Гвардия. На таком, на котором очень хорошо понимали нас в девятнадцатом году французы, греки, немцы, зуавы и другие нации. На нашем пролетарском языке. (Становится в позу, говорит без акцента.) Камрад! Пролетариат! Пуанкаре сволочь! Вив ла Франс! Солидарность! Руби их под корень! Топи своих лейтенантов! Из пушок не стреляй! Вставай, проклятьем заклейменный! И всё тут! Видишь, понятно всему миру!
Кабинет. Окно с тяжелыми гардинами. Лампа. Мало света. Огромный стол и такое же кресло. Сидит маленький Горбань. Как ребенок. На столе звонит один из телефонов.
Горбань (голос, как фистула). Так, слушаю. Это вы, Эрнст? Как трещит в трубке! Наша старая Германия не умеет уже и телефоны исправить! Болит голова. Не люблю весну — сыро и душно. Здоровье слабое. Выздоровею, выздоровею! Обязательно! Причиню вам еще одну неприятность!
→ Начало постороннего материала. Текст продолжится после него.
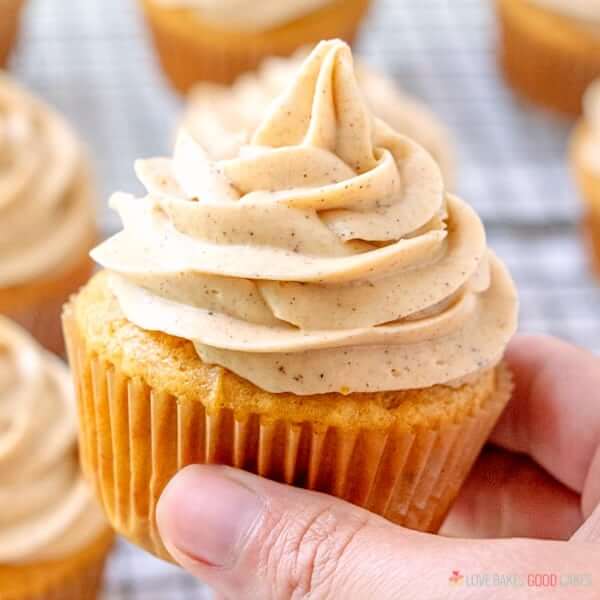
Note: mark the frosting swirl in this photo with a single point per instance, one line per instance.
(249, 16)
(45, 200)
(223, 118)
(584, 10)
(324, 257)
(46, 511)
Ну, ну, не нужно сантиментов! Знаю, что вы не можете дождаться, пока я сдохну. Отчего же обижаться? Это — ваше право, право молодого волка. Вы замените старого, когда его выволокут на свалку. Ну, конечно! Я вас не зря взял в сыновья. Молодость думает, что она завоюет мир, но не забудьте, дружище, что мы стары, как мир. Кто? Волки-одиночки. Те, которые любят анархию. Не бойтесь — анархию производства. Один на всех, и все на одного. Прошу, прошу. Вы успокаиваете волка-одиночку. Я хотел бы быть молодым. Я — человек, а не-я — капитал. О нет — не для весны! Я помог бы вам в близкой и неотложной схватке. Вы не уверены, что она близка? Поверьте старому волку. Знаю. Есть шрамы на ушах и на коже…
Входит Франц.
(Горбань продолжает). Будьте здоровы. Приезжайте к старику.
Вешает телефонную трубку. Приглашает Франца садиться.
Франц (машинально). Как здоровье, господин директор?
Горбань. Так себе, Адер. Скоро умру. Не любит меня Германия. Нужны теплые края.
Франц. Собственно, вы не любите Германию, господин директор.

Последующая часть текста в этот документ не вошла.